Four zany plots and a road trip for Kramer and Newman
11 December 2014 | by (United States) – See all my reviews

The Bottle Return ranks as one of this series' zaniest, funniest episodes. This two-parter provides some of Newman's best scenes, as well as a couple of Elaine's stupidest actions.

George waits outside the men's room at work while Mr. Wilhelm, his boss, uses the facility. Tired of waiting, he enters to hear Wilhelm concluding directions for a big project that he has, apparently, detailed while in a stall, thinking George was in the room listening. Because he has just been chewed out by Wilhelm for not paying attention, George goes to great lengths to not let Wilhelm know he never heard what the project was. This leads to George getting in trouble with Mr. Steinbrenner when a completed report that inexplicably appears is believed to have been done by George but is full of nonsense.

Meanwhile, Elaine is asked to go to an auction and bid up to $10,000 by Mr. Peterman on a set of golf clubs used by President Kennedy. She stupidly tells her rival, who happened to be there, that she plans to bid on those clubs, causing See Ellen to try to outbid her. Elaine winds up spending twice what Peterman authorized, but gets the clubs. Her second dumb action was, when Jerry dropped her off at her apartment that evening, she left the clubs in his back seat, telling him she will get them later. I wanted to scream at her, "Get them now. That'll be the easiest way!" Jerry has mechanical troubles with his car. He takes it to his longtime mechanic, Tony, played by Brad Garrett (Robert on Everybody Loves Raymond), who treats the car like a loved member of his family. Peeved that Jerry mistreats the car, he takes off in it, rather than give it back to Jerry.
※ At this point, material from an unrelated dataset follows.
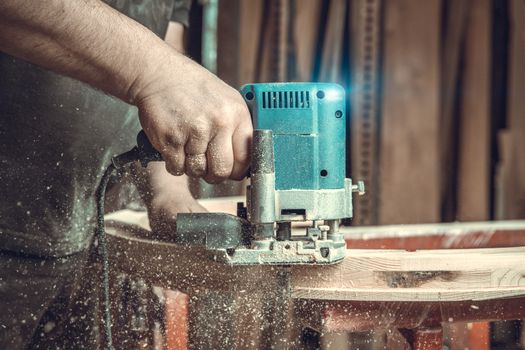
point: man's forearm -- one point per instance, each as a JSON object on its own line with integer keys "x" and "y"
{"x": 85, "y": 39}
All of the above are side plots to the main plot—from the title—where Kramer and Newman scheme to defraud beverage manufacturers by taking New York bottles where people paid a 5¢ deposit, and return them to Michigan, where the deposit, and thus the return fee is 10¢ per bottle or can. The pair even stoop to stealing bottles from people all around town to collect enough to fill a mail truck that Newman will drive to a regional center in Saginaw, Michigan in connection with heavy mail about Mothers' Day. They have computed that they will make a ton of money because they don't have to pay anything for the truck or gas to make the trip.

On Seinfeld, most plots intertwine. Here, Kramer spots Jerry's car while driving through Ohio. He phones Jerry who instructs him to abandon his route to Michigan and follow the car. Elaine is there and, of course, is only worried about the golf clubs inside it. Kramer foolishly figures he can catch Jerry's sports car in his big mail truck and follows the car. This leads to a crazy scene involving a beautiful farmer's daughter and Newman being tempted by her.

We finish with Mr. Peterman delivering one of his greatest lines ever, concerning Ethel Kennedy's "proclivity to procreate." I've tried to describe the setups of the various plots without ruining the finishes of them for anyone who hasn't seen this. This wild episode had crazy things throughout and all of them were great. It is a 10 in my book.